2019-Oct-01 10:00 AEST
The 20th to 22nd of September 2019 was the 7th Alakajam 48 gamejam. Theme suggestions are submitted by the community, and through a mysterious but possibly democratic process, a single theme is chosen and used by all participants to create a game from scratch. After my theme suggestions were rudely eliminated in an early voting round, I pinned my hopes on 'Bird' being selected. That didn't happen, and instead the mob voted for 'Tower'.
I try and be indifferent to the selection of themes in gamejams - I really don't believe there is such a thing as a 'bad theme', but I do have my preferences. This is especially true when it comes to playing the games other participants have made - certain themes tend to result in a lot of very similar games, and nobody wants to spend the post jam voting period playing 50 'platformer where you can invert gravity' games. I felt like 'Bird' would have resulted in a much wider variety of entries.
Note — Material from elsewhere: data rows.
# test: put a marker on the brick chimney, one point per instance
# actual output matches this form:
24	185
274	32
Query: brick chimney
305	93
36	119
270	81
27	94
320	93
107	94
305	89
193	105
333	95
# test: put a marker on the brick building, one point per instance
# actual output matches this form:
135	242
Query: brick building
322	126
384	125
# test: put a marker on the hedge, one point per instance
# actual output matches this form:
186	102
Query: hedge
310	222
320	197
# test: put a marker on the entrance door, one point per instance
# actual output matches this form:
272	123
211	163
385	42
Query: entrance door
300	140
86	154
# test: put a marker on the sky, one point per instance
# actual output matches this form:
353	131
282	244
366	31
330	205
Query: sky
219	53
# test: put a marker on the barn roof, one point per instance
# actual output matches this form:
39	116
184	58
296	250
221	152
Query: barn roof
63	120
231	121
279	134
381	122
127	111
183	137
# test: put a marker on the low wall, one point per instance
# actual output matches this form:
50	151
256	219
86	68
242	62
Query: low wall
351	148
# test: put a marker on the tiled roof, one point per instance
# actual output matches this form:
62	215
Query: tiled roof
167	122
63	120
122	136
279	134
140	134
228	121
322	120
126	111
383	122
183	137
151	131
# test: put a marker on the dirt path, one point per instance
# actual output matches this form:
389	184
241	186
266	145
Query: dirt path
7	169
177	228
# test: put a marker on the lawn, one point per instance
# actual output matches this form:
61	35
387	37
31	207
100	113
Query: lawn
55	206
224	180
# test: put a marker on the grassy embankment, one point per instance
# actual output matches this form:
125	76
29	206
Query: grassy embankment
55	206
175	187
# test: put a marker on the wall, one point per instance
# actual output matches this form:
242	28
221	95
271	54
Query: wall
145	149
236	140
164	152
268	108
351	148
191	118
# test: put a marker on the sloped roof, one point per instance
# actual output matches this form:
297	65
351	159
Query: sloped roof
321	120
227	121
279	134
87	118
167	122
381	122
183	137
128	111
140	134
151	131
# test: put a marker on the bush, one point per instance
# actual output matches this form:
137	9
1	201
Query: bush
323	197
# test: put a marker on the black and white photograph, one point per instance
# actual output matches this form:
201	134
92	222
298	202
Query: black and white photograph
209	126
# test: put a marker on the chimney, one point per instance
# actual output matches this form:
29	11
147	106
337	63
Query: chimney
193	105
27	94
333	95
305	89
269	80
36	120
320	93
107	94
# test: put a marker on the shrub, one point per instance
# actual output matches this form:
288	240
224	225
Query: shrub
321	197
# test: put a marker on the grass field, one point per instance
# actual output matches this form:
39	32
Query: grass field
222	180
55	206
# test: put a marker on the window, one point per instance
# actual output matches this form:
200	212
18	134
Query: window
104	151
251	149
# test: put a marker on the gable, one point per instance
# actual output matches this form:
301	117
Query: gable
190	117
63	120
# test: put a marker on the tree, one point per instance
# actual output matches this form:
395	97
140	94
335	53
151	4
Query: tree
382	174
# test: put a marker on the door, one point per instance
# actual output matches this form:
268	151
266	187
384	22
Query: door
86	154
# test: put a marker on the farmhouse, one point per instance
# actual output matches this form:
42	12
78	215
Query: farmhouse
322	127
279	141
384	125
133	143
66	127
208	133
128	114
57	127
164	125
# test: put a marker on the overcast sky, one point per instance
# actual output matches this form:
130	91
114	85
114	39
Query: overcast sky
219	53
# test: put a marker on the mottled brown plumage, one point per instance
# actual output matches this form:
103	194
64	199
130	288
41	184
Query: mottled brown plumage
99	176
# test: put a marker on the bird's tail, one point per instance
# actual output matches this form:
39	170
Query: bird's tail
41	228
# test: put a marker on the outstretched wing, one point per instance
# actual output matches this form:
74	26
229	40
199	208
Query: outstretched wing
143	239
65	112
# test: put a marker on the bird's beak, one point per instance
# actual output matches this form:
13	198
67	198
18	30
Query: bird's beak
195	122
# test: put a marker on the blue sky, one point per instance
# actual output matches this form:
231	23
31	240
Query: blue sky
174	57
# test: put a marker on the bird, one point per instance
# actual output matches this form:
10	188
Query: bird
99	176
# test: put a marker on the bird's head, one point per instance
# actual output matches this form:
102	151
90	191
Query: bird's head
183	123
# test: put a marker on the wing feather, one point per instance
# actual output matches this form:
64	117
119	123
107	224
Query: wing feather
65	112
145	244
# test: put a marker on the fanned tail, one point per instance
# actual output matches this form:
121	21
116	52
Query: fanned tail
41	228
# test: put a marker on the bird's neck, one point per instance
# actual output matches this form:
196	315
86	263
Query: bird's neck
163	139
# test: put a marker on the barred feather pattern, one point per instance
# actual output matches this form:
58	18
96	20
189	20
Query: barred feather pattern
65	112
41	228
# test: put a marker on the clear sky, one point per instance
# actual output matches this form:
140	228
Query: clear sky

Anyway! My initial idea was some kind of assassination simulator where you would perform politically motivated state sponsored murders of persons in a skyscraper (that's the tenuous theme link to 'Tower'), but my partner didn't much like the sound of that and so instead I decided to make something our four year old child could play.
I decided almost immediately to try a Tricky-Towers inspired physics stacking game, and so picked Godot for its combination of apparently mature 2D engine and integrated physics engine, instead of trying to slap box2D into a custom engine or even worse - write my own physics engine during the jam.
I'm glad I took this route - normally in game jams I 'roll my own' as much as possible, which leaves very little (if any) time for nice media assets or polish. Working with 2D in Godot proved very straightforward, and even the physics engine was fairly simple to bend to my will.
The screenshot above shows the POOP mechanic - a hidden meter fills as the player builds their tower, eventually allowing them to glue a cluster of birds together with 'bird poop', causing them to function as a single rigid physics body. This helps solidify the tower, but more importantly it simplifies the physics simulation which would otherwise quickly become chaotic when large numbers of birds are moving and colliding simultaneously.
Having more time for things beyond implementing an engine and the basic mechanics was a lot of fun, and I even had time to spend on music, almost always relegated to lowest priority in past jams. The soundtrack is fairly short and repetitive, but I'm pleased with it and my son hums it to himself, which is high praise indeed. You can hear it in this quick trailer I threw together to promote the game on twitter.
Hopefully I'll allow myself to sometimes work on simple game ideas in future jams, and produce more polished entries - but perhaps with less poop.